Öğrenciler sisteme adapte olamıyor

Demokrat Eğitimciler Derneği Genel Sekreteri eğitimci-yazar M.Hanefi Örnek, “TEOG’un da kaldırılmasıyla eğitimdeki yapboz, sistemi işlemez hale getirdi. Öğrenciler sisteme adapte olamıyor ve bu da kaosa neden oluyor” dedi.

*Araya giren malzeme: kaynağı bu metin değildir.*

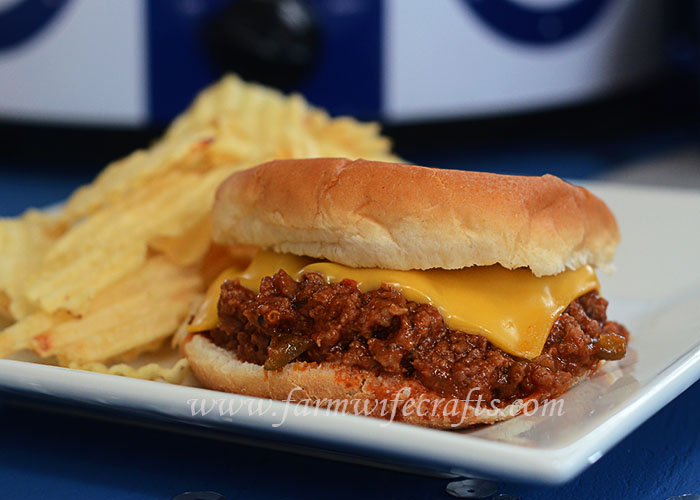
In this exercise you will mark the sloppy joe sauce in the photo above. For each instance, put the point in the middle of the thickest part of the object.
(382, 332)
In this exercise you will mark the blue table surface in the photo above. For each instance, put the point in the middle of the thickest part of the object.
(47, 455)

Yeni eğitim öğretim yılının başladığı bugünlerde eğitim sistemindeki sorunlar artarak devam ederken, sınav sistemlerinde yapılan değişiklikler ise aileleri ve eğitimcileri endişelendiriyor. Demokrat Eğitimciler Derneği Genel Sekreteri eğitimci-yazar M. Hanefi Örnek ile eğitim sistemini ve son değişiklikleri konuştuk. M. Hanefi Örnek, sık değişen sınav sistemlerinin öğrencileri ve aileleri psikolojik olarak olumsuz etkilediğini vurgularken, “Eğitimdeki yapboz, sistemi işlemez hale getirdi. Öğrenciler sisteme adapte olamıyor ve bu da kaosa sebep oluyor” dedi.

***

TEOG’un kaldırılması ve eğitim sisteminin sil baştan yenilenmesi toplumu nasıl etkiler?

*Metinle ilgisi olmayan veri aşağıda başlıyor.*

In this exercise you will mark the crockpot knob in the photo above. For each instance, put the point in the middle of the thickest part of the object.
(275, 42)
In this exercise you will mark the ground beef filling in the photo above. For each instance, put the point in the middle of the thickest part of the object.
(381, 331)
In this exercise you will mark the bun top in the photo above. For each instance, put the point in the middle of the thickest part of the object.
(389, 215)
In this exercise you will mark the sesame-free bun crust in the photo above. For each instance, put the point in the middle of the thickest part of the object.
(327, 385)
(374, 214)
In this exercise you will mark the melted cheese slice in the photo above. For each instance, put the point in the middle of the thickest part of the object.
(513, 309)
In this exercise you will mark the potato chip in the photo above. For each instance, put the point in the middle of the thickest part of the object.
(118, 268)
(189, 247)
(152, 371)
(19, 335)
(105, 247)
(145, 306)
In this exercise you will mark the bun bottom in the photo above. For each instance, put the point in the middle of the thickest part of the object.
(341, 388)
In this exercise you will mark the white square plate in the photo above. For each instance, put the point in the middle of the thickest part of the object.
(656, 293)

TEOG’un da kaldırılmasıyla eğitimdeki yapboz, sistemi işlemez hale getirdi. Öğrenciler sisteme adapte olamıyor ve bu da kaosa sebep oluyor. Yapılacak sınav ve değerlendirmeler sistemde tam bir karmaşayı hakim kılacak. Sınavlar için aldıkları eğitim boşa çıkınca maddî olarak zarara uğrayan öğrenciler, emeklerinin karşılığını göremeyince manen de çöküşü yaşıyorlar. Bu durum psikolojik tahribatlara yol açıyor. Toplumu etkileyen bir durum olduğu için bu keyfîliklerin önüne geçip, bir an evvel çözüme kavuşturmak gerekir. Eğitimdeki sadece bu durum bile yönetimin değişmesi gerektiğini gösterir. Çünkü bir toplumda eğitim eğer iyi işlemiyorsa, hiçbir şey rayında gitmez. Son birkaç yıldır bunun farkında olan Cumhurbaşkanı “Müfredat meselesini ihmal ettik, eğitim de başarısız olduk” demiştir. Şimdi müfredat yeniliği adında sistem yıkılıyor. Çocuklar deneme tahtası gibi kullanılarak mağdur ediliyor. 12 Eylül ve 28 Şubat tahribatı hâlâ devam ediyor. Adil olmayan, düzensiz bir eğitim sistemi, yönetimi hasarlar meydana getirerek felç eder. Türkiye bu keyfilik ve kaotik düzenden, ancak haksız adalete sapmadan demokratik bir düzene geçerek kurtulabilir.

Demokratik eğitim nasıl olur?

Demokratik vasfı eğitimin olmazsa olmazıdır. Bireyleri eşit ve reşit kişiler haline getirip toplum içindeki rollerini perçinleyerek yetişmelerini amaçlar. Bu bakımdan okul bir laboratuvar işlemi görerek ferdi toplum ile kaynaştırır. Toplumu ferde karşı anlayışlı ve duyarlı yapar. Sosyal dokuyu güçlendiren hayatın gereklerine önem verir. Eğitimin gayesi sadece iyi bir doktor, iyi bir mühendis, iyi bir öğretmen yetiştirmek değil, ferdi mutlu huzurlu kılmak onu insan olarak ele almak ve yetiştirmektir. Demokratik eğitim, statükonun karanlık dehlizlerinde çağdışı dogmatik zincirlerden kurtulmuş, prangalardan sıyrılmış, irfanı hür, vicdanı hür şahıslar yetiştirmeyi amaçlar. Demokratik eğitim kendi ayakları üzerinde durabilen hür ve özgüven sahibi nesilleri ‘’Ekmeksiz yaşarım, ama hürriyetsiz yaşayamam’’ şuurunu hayat felsefesi yapmaktır. İstibdat ve zorbalığın olduğu yerde insanî yetenekler gelişemez, hürriyet zemini bahar toprağı gibi bütün kabiliyetlerin yetişmesine imkân sağlayacaktır. Kendini okuma ve tanıma süreci eğitimin en büyük müfredatını oluşturur.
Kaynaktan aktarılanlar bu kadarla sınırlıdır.